Por Gustavo Corção,
publicado n’o Globo em 16 de setembro de 1972
EM TEMPOS menos tormentosos jamais me ocorreria a ideia de perder meu tempo na leitura do livro Jesus Cristo Libertador de Leonardo Boff, e por muito mais forte razão jamais empreenderia a tarefa da cuidadosa ponderação dos termos deste artigo. A própria tática da luta parece desaconselhar a publicidade que inevitavelmente darei a um obscuro, perturbado e enfadonho "teólogo". O que, no caso, me obriga a contrariar todas essas ponderações é a constelação de conivências escandalosamente traçadas em torno daquilo que o livro em questão representa. É por causa do insuportável escândalo que escrevo; e não ignoro que, amanhã ou depois, os vários mandarins dirão que fui eu o promotor do escândalo, e que o maior escândalo é o de quem ainda se atreve a gritar contra os escândalos.

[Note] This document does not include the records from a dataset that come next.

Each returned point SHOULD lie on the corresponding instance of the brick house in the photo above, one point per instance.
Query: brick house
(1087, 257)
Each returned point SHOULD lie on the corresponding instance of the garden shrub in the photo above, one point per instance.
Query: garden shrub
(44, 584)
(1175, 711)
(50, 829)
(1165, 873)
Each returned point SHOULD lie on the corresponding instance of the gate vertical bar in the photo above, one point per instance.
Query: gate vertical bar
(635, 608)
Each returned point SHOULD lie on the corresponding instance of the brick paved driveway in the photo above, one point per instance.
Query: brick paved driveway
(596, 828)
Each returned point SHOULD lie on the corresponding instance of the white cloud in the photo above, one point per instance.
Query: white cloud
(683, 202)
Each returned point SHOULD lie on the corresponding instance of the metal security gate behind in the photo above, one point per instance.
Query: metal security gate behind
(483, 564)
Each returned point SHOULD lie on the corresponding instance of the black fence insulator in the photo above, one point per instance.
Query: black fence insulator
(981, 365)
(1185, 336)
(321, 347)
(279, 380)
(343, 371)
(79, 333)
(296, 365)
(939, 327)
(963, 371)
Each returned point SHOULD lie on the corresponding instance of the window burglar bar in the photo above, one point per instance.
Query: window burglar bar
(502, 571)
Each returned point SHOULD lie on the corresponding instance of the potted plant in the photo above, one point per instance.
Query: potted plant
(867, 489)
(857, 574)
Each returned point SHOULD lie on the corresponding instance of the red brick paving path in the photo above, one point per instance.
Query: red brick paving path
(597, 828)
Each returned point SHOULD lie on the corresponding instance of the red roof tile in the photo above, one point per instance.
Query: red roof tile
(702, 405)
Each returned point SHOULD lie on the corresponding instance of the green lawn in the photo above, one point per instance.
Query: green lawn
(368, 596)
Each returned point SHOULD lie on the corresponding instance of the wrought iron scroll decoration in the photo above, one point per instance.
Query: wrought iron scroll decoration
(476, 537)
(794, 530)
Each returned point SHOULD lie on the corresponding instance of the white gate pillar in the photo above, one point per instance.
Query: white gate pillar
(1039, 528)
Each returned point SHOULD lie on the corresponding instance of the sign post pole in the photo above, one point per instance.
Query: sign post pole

VAMOS pois ao livro do Sr. Leonardo Boff, mas de início quero deixar bem clara a perspectiva de minha abordagem. Talvez voltemos a dizer alguma coisa sobre a matéria tratada ou maltratada no livro. Antes disto quero restringir-me à consideração de duas propostas preliminares do autor, que considero inaceitáveis, e que, para mim, o desqualificam até sinais de retratação e de conversão.
A PRIMEIRA proposta está no início do Capítulo I. Depois da pergunta de Nosso Senhor aos seus discípulos: "Quem dizem os homens que eu sou?", o autor escreve: "Essa pergunta de Jesus a seus discípulos ressoa através dos séculos até hoje e possui a mesma atualidade como quando (sic) foi colocada (sic) pela primeira vez em Cesárea de Filipe (Mc 8, 29). Todo homem que alguma vez se interessou por Cristo não pode se esquivar a semelhante questionamento (sic). A cada geração cabe responder dentro do contexto de sua compreensão do mundo, do homem e de Deus" (grifo meu).
SEM deter-me na má qualidade da língua, lembro ao leitor que essa passagem, em que Nosso Senhor, interpelando os discípulos [...] etc.", isto é, a cada geração e a cada indivíduo cabe responder segundo o sangue e a carne e não segundo a decisiva e definitiva definição que o Pai do Céu ensinou a Pedro, e Pedro nos ensinará até o fim do mundo.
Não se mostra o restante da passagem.